Big data, many references

There are already incentives for sharing high-quality data accompanied by all the relevant contextual information. Benefits to those who readily make their data available include the facilitation of new collaborations and the development of their professional network; researchers can enhance their own original data set by allowing others to access it and contribute; data sharing can also result in joint publications with other groups who use the data, and it may yield data publications and hence citations beyond those of the original papers.

These benefits have perhaps not been cultivated as much as they could be, but improvements are under way. Examples include the development of domain-specific data repositories, which explicitly support networking opportunities (see Box 1). But collaborations and networks tend to form 'closed' communities based on give-and-take structures. Instead, we advocate incentives to make data publicly available with full open access.

Credit for scientific research comes largely through acquiring citations. The number of citations received governs the success of individuals as much as journals. If we are serious about valuing data sharing, there must therefore be a benefit in terms of citations for those who produce high-quality data sets that are widely reused. Several journals now facilitate peer-reviewed publication of individual data sets in the context of data publications, such as Scientific Data, Biodiversity Data Journal or Earth System Science Data. These journals collaborate with data repositories, so that the journal publication links to the respective deposited data set, which hence becomes citable.

In parallel to emerging opportunities of data publications, it is important to ensure that all data sources are cited and indexed appropriately2. Because many journals restrict the length of reference lists, references to data sources are often moved to supplementary material that is not included in common indexing systems, like Web of Science, Scopus or Google Scholar. The introduction of 'data citations' as an additional category of citations to the usual reference list (as operated in Scientific Data3) resolves this situation: such a dedicated section allows any underlying data sources to be fully acknowledged.

It will be up to the scientific community to decide whether data citations are evaluated together with references to articles or separately. In a research article, the distinction between data citations and other references is useful to the reader, and it can also indicate the main area of contribution of a researcher or research group.

Nevertheless, we advocate that no distinction between data and paper citations should be made by indexing systems for the purposes of performance measures and impact factors. What we seek to measure is the influence of a researcher's work, and this can be mediated through their ideas or their data: both are equally important. Singling out data citations in a separate aggregated metric, such as a separate number of data citations or a 'data-h-index', carries the risk of making data provision a second class performance measure. Members of the data-producing community will likely object to that — and rightly so.

To achieve a step up in the popularity of data sharing, we need a well-structured system of opportunities and incentives. True benefits for researchers in return for the time-consuming task of making their data and metadata widely usable are beginning to be realized through the establishment of (curated) data repositories, data journals, data citations and their inclusion into common indexing systems and evaluation criteria.

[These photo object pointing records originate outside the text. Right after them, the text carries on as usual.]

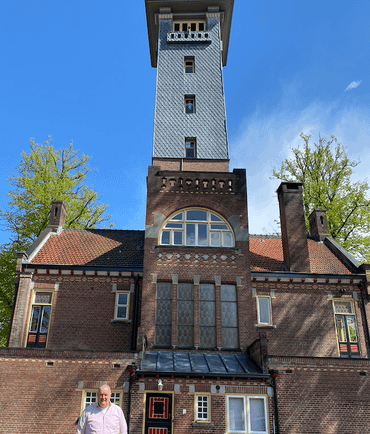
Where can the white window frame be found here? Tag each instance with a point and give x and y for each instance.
(247, 414)
(259, 305)
(206, 419)
(90, 396)
(118, 305)
(214, 222)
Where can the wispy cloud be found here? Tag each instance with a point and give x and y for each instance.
(266, 140)
(353, 85)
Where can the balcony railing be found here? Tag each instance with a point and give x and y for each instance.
(188, 37)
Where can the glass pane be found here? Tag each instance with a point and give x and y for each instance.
(185, 291)
(190, 234)
(341, 329)
(207, 337)
(177, 216)
(257, 414)
(173, 226)
(219, 227)
(195, 215)
(206, 291)
(36, 310)
(177, 238)
(351, 329)
(227, 239)
(202, 235)
(165, 239)
(163, 335)
(228, 293)
(45, 319)
(230, 337)
(215, 239)
(236, 415)
(164, 290)
(163, 312)
(264, 310)
(43, 298)
(121, 312)
(342, 307)
(122, 298)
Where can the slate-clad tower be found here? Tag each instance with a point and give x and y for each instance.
(188, 44)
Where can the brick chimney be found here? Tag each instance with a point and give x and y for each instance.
(57, 215)
(318, 224)
(293, 229)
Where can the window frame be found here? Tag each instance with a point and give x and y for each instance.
(218, 226)
(258, 298)
(346, 348)
(118, 305)
(247, 414)
(189, 63)
(33, 304)
(196, 407)
(198, 26)
(192, 141)
(114, 392)
(190, 98)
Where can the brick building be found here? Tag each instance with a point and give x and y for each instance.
(195, 324)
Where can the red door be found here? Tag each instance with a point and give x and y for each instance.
(158, 413)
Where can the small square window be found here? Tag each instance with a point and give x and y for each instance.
(189, 65)
(264, 310)
(189, 103)
(202, 408)
(190, 148)
(122, 300)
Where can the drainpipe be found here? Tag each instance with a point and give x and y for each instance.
(131, 369)
(135, 314)
(274, 373)
(361, 286)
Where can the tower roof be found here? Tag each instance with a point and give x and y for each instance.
(187, 9)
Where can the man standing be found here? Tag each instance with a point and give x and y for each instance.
(102, 417)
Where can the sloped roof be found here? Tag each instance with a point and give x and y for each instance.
(267, 255)
(93, 247)
(124, 249)
(187, 363)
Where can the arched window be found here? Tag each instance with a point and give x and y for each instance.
(196, 227)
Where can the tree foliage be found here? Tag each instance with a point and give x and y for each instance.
(325, 171)
(43, 175)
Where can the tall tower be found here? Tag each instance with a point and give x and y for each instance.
(188, 45)
(196, 234)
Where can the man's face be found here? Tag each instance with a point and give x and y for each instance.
(104, 397)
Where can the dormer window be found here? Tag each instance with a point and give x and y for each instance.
(196, 227)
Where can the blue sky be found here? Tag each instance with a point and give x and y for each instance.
(80, 70)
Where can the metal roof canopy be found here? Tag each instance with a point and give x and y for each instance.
(200, 364)
(187, 8)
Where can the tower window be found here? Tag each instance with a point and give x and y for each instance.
(190, 148)
(189, 64)
(189, 102)
(188, 26)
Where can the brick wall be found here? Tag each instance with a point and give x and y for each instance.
(303, 318)
(82, 313)
(323, 396)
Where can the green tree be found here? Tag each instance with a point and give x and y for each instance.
(43, 175)
(325, 171)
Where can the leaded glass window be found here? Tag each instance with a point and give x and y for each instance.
(207, 316)
(185, 315)
(196, 227)
(163, 314)
(229, 317)
(345, 323)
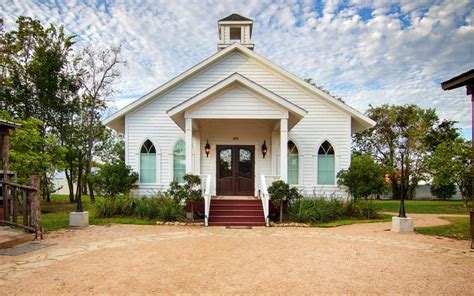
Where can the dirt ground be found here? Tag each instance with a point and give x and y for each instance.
(132, 259)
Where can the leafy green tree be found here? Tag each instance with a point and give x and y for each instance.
(364, 177)
(99, 69)
(451, 163)
(443, 191)
(280, 191)
(36, 81)
(26, 155)
(408, 124)
(115, 178)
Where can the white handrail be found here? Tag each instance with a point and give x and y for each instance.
(206, 192)
(265, 197)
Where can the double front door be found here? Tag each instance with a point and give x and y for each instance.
(235, 170)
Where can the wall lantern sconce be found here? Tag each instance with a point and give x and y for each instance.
(207, 148)
(264, 149)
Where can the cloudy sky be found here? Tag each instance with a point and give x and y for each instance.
(367, 52)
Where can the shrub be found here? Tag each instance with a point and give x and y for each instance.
(148, 207)
(443, 191)
(280, 192)
(364, 177)
(189, 192)
(363, 209)
(321, 210)
(161, 206)
(171, 210)
(115, 206)
(301, 211)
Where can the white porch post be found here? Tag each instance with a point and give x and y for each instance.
(189, 145)
(284, 149)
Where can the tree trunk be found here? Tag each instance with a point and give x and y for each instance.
(281, 211)
(70, 185)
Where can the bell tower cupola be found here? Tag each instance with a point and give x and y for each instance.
(235, 29)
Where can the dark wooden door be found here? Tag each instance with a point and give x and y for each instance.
(235, 170)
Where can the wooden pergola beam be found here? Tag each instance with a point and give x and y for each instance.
(466, 79)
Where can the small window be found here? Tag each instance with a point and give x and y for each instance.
(326, 167)
(292, 163)
(179, 161)
(148, 163)
(235, 33)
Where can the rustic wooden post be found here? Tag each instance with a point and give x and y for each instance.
(35, 206)
(6, 208)
(15, 204)
(24, 205)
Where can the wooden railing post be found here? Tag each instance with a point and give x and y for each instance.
(35, 206)
(24, 206)
(6, 206)
(14, 204)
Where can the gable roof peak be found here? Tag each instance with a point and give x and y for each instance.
(234, 18)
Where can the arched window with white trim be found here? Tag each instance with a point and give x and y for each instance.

The establishment of data publications and repositories in combination with the opportunity to appropriately cite data sources provides an effective system of incentives for sharing data on a voluntary basis. This not only has the potential to overcome the above mentioned stumbling blocks, but also provides motivation for the collection of high-quality data — an aspect so far neglected in the context of enforced data publication.

We are currently at an exciting turning point in science. High-quality primary data per se are beginning to be recognized as valuable raw material for scientific progress. It is high time that we give credit where credit belongs: to the researchers taking the original measurements3,4,5.